[Met_help] [rt.rap.ucar.edu #38708] History for Applying thresholds in MET

Fri Mar 18 11:15:47 MDT 2011

----------------------------------------------------------------
  Initial Request
----------------------------------------------------------------

John,

There's one other option I wanted to mention to you - can't remember if I've mentioned this before or not.  In the config file, you can specify a verification masking region as a data mask - i.e. a
field of data and a threshold.  The typical example is specifying a topographical field and only looking at points greater than some elevation. But you could also specify the wind speed field that
you're verifying and a threshold value.  Only those points meeting that threshold criteria will be included in the verification "masking" area. That'd allow you to condition your evaluation on the
forecast values.

This actually is the first time this issue of filtering matched pairs has been raised.  Tressa Fowler (tressa at ucar.edu), the project lead for MET, and I were talked this afternoon about some options.
We do realize that the tools we have for verification of winds are less than ideal, but we've had a hard time coming up with a satisfactory approach.  I know Tressa would be happy to talk to you
about it and get a better sense of what evaluation methods would be most useful for the wind energy community.

At this point, this step of filtering matched pairs before computing continuous statistics is not on our list for the next release.  But we'll give it some more thought.  It certainly seems like a
reasonable thing to do.  But we'd need to hammer out the scientific and implementation details before adding it.

Thanks,
John

John Henderson wrote:
Thanks John.

I'm playing with this right now. It seems to be working okay.

BTW, are there plans to implement proper thresholding in the next
release? That probably would be useful (especially for me!).

Thanks, and let me know if you have any questions regarding the madis
code we supplied.

Cheers,

John

John Halley Gotway wrote:
John,

Sorry for the delay in getting back to you.

Mathematically, it is possible to use the VL1L2 lines to compute a
wind speed.  However, for each VL1L2 line, you'd only get one wind
speed value.  Suppose for example that each time your run
Point-Stat, you verify over the continental U.S.  For each run, you
get 1 VL1L2 line that could be used to compute an "average" wind speed
and direction.  There's a lot of cancellation going on there.
If the winds are blowing very strongly in one direction at half the
grid points, and just as strongly in the opposite direction at the
other grid points, the wind speed derived from the VL1L2 line
would be zero.

It sounds like you want to be able to filter the fcst-obs matched
pairs and see how the performance changes as the wind speed gets larger.

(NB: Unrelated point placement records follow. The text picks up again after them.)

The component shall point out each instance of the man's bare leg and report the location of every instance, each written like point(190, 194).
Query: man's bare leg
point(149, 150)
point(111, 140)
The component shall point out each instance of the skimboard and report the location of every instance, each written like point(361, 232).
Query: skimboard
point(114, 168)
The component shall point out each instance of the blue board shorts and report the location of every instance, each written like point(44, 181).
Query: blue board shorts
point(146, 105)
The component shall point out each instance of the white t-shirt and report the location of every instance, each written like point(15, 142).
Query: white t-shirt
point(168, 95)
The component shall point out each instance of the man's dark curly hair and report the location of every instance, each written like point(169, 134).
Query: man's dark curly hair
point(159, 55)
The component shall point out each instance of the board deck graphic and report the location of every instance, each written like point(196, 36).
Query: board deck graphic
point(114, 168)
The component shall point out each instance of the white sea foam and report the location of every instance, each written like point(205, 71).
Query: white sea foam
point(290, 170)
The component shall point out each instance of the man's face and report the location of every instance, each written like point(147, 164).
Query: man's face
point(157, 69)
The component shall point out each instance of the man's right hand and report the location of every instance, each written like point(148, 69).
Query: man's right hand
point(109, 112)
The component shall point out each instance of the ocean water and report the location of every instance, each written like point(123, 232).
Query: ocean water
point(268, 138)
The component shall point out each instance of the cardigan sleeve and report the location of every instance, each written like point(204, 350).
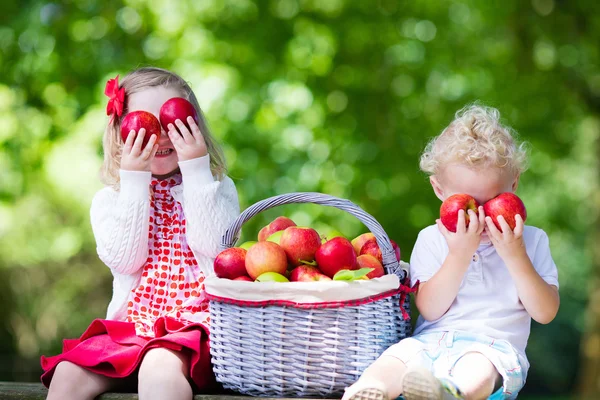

Here's one way you could do that:
- Each time you run Point-Stat, dump out the matched pair (MPR) lines
for wind speed.
- Use the STAT-Analysis tool to aggregate those MPR lines (across 1
case or many cases) and use the "-column_min" option to set your
filtering criteria.

For example, try something like the following:
stat_analysis -lookin sample_output.stat -job aggregate_stat -fcst_var
WIND -line_type MPR -out_line_type CNT -column_min OBS 5.0

This job will read a bunch of matched pairs for wind speed, keep only
those where the "OBS" column is at least 5, and then compute
continuous statistics over the matched pairs that remain.  If you
also add "-column_min FCST 5.0" that would require both the forecast
and observation values to be at least 5 m/s to be used.

Hope that helps.

John

John Henderson wrote:

John,

My mistake - I read your option 2 as using the VL1L2 output and not
SL1L2. However, if thresholds are not applied to SL1L2, I still do not
see how I am to aggregate thresholded winds in order to compute ME/RMSE
for thresholded wind speeds using SL1L2.  That is the main goal of this
effort of mine.

Is it possible to use the truly thresholded VL1L2 values?

John

John Halley Gotway wrote:

John,

The SL1L2 partial sums for wind speed should have no thresholds
applied to them.  I'd expect the FCST_THRESH and OBS_THRESH columns to
contain NA in the SL1L2 lines for wind speed.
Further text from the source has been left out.